What is a primary source?

A primary source is a first hand account of an event and/or an object or document created by a person or in a place being researched.

Primary sources are contextual.  So, for instance, a newspaper article may be primary source for one topic (an first hand account from the time being studied) OR if could be a secondary source (discussion of an event that occurred in the past). There is nothing inherent in a document that makes it a primary or secondary source. The content, not the format/container, determines if a item is a primary source for your topic.

This guide lists a variety of primary source types that can be found online, at the Blume Library, and in the San Antonio - Austin area.

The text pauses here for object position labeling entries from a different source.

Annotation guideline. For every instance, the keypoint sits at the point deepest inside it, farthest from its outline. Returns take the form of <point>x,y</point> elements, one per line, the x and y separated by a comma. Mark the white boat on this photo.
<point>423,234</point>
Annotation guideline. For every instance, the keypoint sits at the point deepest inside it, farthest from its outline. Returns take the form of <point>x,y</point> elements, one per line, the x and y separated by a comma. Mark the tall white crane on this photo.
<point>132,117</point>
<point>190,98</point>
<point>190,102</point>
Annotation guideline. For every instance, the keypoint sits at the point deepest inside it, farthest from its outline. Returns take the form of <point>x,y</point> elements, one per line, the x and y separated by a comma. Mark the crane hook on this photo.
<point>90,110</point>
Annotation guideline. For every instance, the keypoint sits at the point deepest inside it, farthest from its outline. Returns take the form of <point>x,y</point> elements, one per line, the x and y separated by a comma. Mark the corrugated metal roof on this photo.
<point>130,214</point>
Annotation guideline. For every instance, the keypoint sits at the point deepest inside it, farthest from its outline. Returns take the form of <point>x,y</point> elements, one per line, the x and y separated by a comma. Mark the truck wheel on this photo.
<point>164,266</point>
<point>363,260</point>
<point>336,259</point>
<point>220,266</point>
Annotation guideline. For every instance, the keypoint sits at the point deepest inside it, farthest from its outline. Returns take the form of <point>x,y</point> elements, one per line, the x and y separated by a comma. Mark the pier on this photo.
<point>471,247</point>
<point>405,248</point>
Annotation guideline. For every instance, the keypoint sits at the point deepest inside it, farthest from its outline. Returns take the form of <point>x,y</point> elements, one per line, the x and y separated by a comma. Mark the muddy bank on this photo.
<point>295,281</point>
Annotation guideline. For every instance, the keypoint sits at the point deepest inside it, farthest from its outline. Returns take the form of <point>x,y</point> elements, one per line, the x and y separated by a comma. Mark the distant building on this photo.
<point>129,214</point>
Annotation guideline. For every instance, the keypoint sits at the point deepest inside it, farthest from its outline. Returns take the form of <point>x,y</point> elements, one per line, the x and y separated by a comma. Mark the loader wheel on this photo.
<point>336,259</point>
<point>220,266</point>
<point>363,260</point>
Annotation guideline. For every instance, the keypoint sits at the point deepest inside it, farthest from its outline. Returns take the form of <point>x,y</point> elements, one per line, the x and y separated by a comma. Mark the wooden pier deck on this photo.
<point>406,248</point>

"Primary sources are 'original' materials that provide you with the 'raw data' or evidence you will use to develop, test, and ultimately justify your hypothesis or claim. What kinds of material count as primary sources vary significantly by field. In history, primary sources are artifacts or documents that come directly from the period or event you are studying: letters, diaries, objects, maps, even clothing." (Booth, Craft of Research, 4th ed., p. 66)

 

"Primary sources are items that are directly associated with the producer or user and the time period in which they were created. Examples include diaries, newspaper articles, government documents, clothing, photographs, oral interviews, and news broadcasts." (Presnell)

 

Find Primary Sources in WorldCat and the Blume Library

To find primary sources on you topic, try searching you topic (ex: witchcraft, slavery, Texas, Bexar, etc.) in combination with one of the following words:

Search Term When To Use It
sources generic term, often produces the most results
archive use with organizations, individuals and families
archival resources use with topics and geographic areas (counties, cities, etc.)
correspondence use with individuals, familes, classes of people, ethnic groups
diaries use with individuals and families
manuscripts use with individuals
notebooks, sketchbooks, etc. use with individuals
personal narratives use with names of events
personnel records use with organizations and military units
records and correspondence

use with organizations and groups

speeches, addresses, etc

use with individuals or groups

 

Example Search

A search in WorldCat.org or the Library Catalog on the terms "slaves and correspondence" finds books that includes primary source material on African Americans during the Civil War and Reconstruction.